March offers its Mediterranean tasting in two lengths: six courses at $145 or nine courses at $195. The nine-course is where chef Felipe Riccio's regional idea fully lands, with the extra plates deepening the story of the season's region, Occitania in 2026. There is no à-la-carte menu — the twenty-eight-seat room serves only the set tasting, rewritten from scratch every six months.

How much does March cost?

The six-course tasting is $145 and the nine-course is $195, before the wine pairing that most tables add. March does not take walk-ins, and reservations open four weeks out and fill immediately. The pricing reflects a kitchen widely called the most serious in Texas, holding a Michelin star in 2024 and 2025 and running for just twenty-eight seats a night.

Does March take walk-ins?

No. March does not take walk-ins; every seat is a reservation, and bookings open four weeks in advance and fill almost immediately. With only twenty-eight seats and a set tasting menu, the kitchen paces the entire room together, so late or unbooked arrivals cannot be accommodated. See our guide on how to book March for the exact release window and the strategy for getting a table.

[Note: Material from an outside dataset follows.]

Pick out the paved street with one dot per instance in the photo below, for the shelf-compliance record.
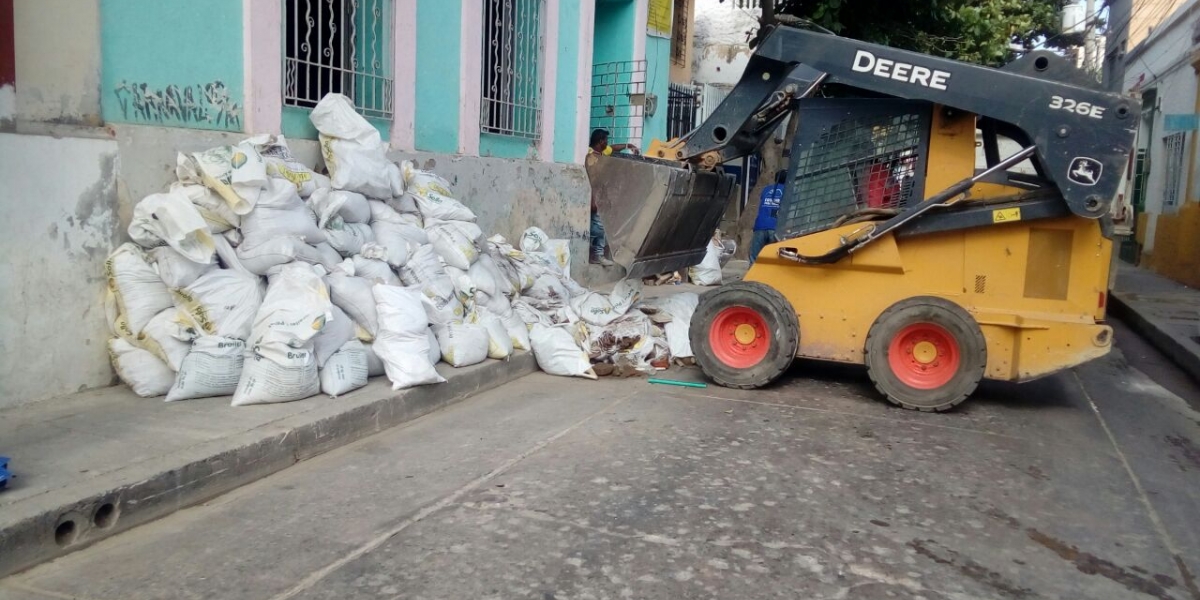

What is March's current menu theme?

For 2026, March's tasting menu is drawn from Occitania, the historical region of southern France where the Occitan language was spoken. Chef Felipe Riccio rewrites the menu around a new Mediterranean region every six months, closing the restaurant to do it, so the theme changes through the year. The wine pairing follows the same shores, leaning into natural and biodynamic producers.